Journal of Supercomputing, cilt.79, sa.17, ss.19431-19451, 2023 (SCI-Expanded) identifier identifier

  • Yayın Türü: Makale / Tam Makale
  • Cilt numarası: 79 Sayı: 17
  • Basım Tarihi: 2023
  • Doi Numarası: 10.1007/s11227-023-05371-4
  • Dergi Adı: Journal of Supercomputing
  • Derginin Tarandığı İndeksler: Science Citation Index Expanded (SCI-EXPANDED), Scopus, Academic Search Premier, Applied Science & Technology Source, Compendex, Computer & Applied Sciences, INSPEC, zbMATH
  • Sayfa Sayıları: ss.19431-19451
  • Anahtar Kelimeler: Automatic document verification, Named Entity Recognition, Document summarization, Spell-checker, Natural language processing
  • İstanbul Ticaret Üniversitesi Adresli: Evet

Özet

Many enterprise systems are document-intensive and require extensive manual verification. The verification process has challenge in terms of time and remaining bugs. A general automatic or semi-automatic document verification system would be useful. However, as the nature of the natural language, the context is an important factor. In this research, the target context is selected to be the financial documents, which have been highly interested recently. An automatic document verification model based on only entities (mostly faced within financial documents) was experimented. The summary report was verified with original documents, such that entities in the summary were searched for matching in the original documents. Verification process success was evaluated by comparison of the named entity algorithms in the literature. The special Kaggle data set ready for this purpose was used for entity matching from the summary within the original documents.
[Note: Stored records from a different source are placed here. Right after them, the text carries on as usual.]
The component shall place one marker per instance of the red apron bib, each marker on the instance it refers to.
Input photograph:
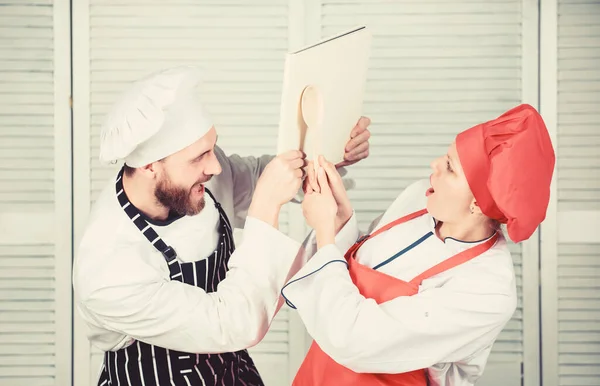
(318, 369)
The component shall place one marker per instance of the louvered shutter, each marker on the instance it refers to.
(35, 230)
(571, 250)
(436, 69)
(240, 45)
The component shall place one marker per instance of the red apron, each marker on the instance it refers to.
(319, 369)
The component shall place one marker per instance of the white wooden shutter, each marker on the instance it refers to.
(571, 243)
(35, 185)
(436, 68)
(240, 44)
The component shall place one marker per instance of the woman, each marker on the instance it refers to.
(424, 296)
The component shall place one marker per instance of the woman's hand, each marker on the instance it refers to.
(320, 210)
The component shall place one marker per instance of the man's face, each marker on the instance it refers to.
(182, 176)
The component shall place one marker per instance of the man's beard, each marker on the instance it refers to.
(178, 199)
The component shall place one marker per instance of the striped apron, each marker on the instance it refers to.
(148, 365)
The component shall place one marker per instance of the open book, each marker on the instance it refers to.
(322, 97)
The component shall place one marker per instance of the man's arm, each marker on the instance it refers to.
(178, 316)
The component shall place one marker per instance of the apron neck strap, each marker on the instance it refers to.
(141, 223)
(457, 260)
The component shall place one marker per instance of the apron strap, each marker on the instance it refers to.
(456, 260)
(140, 222)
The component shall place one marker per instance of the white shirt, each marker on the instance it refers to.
(122, 286)
(448, 327)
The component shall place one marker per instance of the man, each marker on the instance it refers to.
(156, 277)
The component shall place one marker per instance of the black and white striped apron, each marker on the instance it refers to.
(148, 365)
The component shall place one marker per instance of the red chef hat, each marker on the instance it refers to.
(509, 163)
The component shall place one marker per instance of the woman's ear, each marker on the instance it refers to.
(475, 209)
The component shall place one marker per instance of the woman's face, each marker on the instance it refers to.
(449, 198)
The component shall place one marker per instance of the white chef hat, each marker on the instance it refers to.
(158, 116)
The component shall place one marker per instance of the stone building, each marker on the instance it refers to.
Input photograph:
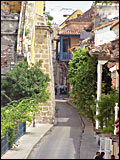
(26, 35)
(37, 45)
(9, 28)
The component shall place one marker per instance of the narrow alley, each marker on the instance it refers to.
(64, 140)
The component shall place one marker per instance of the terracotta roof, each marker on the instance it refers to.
(117, 22)
(70, 32)
(108, 51)
(70, 16)
(105, 25)
(86, 17)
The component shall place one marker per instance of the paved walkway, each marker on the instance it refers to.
(27, 142)
(33, 135)
(89, 147)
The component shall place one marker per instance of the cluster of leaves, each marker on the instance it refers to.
(25, 81)
(24, 87)
(82, 77)
(106, 111)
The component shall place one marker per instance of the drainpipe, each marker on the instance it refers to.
(99, 82)
(116, 108)
(19, 29)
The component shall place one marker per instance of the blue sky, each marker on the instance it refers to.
(82, 5)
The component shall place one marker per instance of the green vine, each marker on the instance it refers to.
(24, 87)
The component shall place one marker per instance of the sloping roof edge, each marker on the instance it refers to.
(105, 25)
(69, 16)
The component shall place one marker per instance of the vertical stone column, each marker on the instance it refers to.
(43, 51)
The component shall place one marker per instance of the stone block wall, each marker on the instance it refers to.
(9, 26)
(43, 52)
(39, 47)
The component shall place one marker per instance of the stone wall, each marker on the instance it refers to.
(43, 51)
(9, 26)
(106, 14)
(38, 46)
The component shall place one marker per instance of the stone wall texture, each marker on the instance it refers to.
(39, 47)
(9, 26)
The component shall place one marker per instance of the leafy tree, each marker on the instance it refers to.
(106, 111)
(25, 88)
(82, 74)
(23, 82)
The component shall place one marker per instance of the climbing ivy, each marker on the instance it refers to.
(82, 74)
(106, 114)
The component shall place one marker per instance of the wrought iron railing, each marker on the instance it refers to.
(18, 132)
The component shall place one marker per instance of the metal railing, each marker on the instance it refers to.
(18, 132)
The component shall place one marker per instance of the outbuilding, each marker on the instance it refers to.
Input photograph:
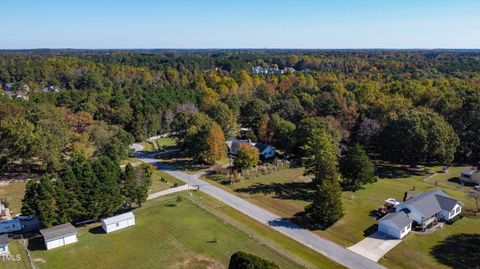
(58, 236)
(118, 222)
(4, 245)
(396, 225)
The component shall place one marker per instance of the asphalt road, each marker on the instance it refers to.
(332, 250)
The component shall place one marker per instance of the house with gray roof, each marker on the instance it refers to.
(431, 206)
(118, 222)
(4, 245)
(396, 224)
(422, 209)
(59, 235)
(470, 176)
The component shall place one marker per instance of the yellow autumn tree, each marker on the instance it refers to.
(217, 149)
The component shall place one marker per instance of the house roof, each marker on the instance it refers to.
(3, 239)
(469, 172)
(58, 231)
(118, 218)
(235, 146)
(399, 219)
(431, 202)
(261, 147)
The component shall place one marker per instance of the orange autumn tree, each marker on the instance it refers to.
(216, 144)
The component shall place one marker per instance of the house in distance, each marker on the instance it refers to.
(118, 222)
(59, 235)
(4, 245)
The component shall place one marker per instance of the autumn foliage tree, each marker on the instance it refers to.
(247, 157)
(216, 143)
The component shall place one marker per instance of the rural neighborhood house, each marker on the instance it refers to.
(118, 222)
(58, 236)
(424, 209)
(4, 244)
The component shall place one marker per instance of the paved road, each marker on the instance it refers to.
(335, 252)
(168, 191)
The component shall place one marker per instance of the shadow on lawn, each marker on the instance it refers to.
(292, 190)
(458, 251)
(96, 230)
(397, 171)
(36, 244)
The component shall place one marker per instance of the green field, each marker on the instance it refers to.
(18, 262)
(159, 185)
(286, 192)
(166, 236)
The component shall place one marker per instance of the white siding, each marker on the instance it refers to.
(4, 250)
(118, 225)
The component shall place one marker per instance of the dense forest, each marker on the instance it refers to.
(404, 106)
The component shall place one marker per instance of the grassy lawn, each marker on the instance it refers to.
(168, 181)
(286, 192)
(13, 192)
(296, 251)
(17, 262)
(166, 236)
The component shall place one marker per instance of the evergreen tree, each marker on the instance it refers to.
(326, 208)
(129, 185)
(144, 186)
(45, 202)
(109, 197)
(322, 157)
(29, 206)
(356, 168)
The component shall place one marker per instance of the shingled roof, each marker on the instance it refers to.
(431, 202)
(3, 239)
(57, 232)
(399, 219)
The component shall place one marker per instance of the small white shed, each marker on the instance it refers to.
(4, 245)
(118, 222)
(59, 235)
(396, 224)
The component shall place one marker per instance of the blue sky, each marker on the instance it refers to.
(239, 24)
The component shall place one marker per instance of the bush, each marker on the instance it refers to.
(242, 260)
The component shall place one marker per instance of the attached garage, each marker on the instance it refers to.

The average document verification accuracy of named entity finding algorithms for only financial type documents was 85.36%, where the proposed entity recognition algorithm reached 88.80%. On the other hand, the average document verification time of the experimented algorithms and the developed algorithm is 2.43 and 2.48 s respectively. As a conclusion, when both the BERT-base-cased classification model and rule-based approaches are applied specific to the context, it enhances the entity verification process with an insignificant time cost. Consequently, even we used limited data and rules, it is seen that there exists opportunity to automatize the document verification process with the support of both the BERT-base-cased classification model and rule-based approaches.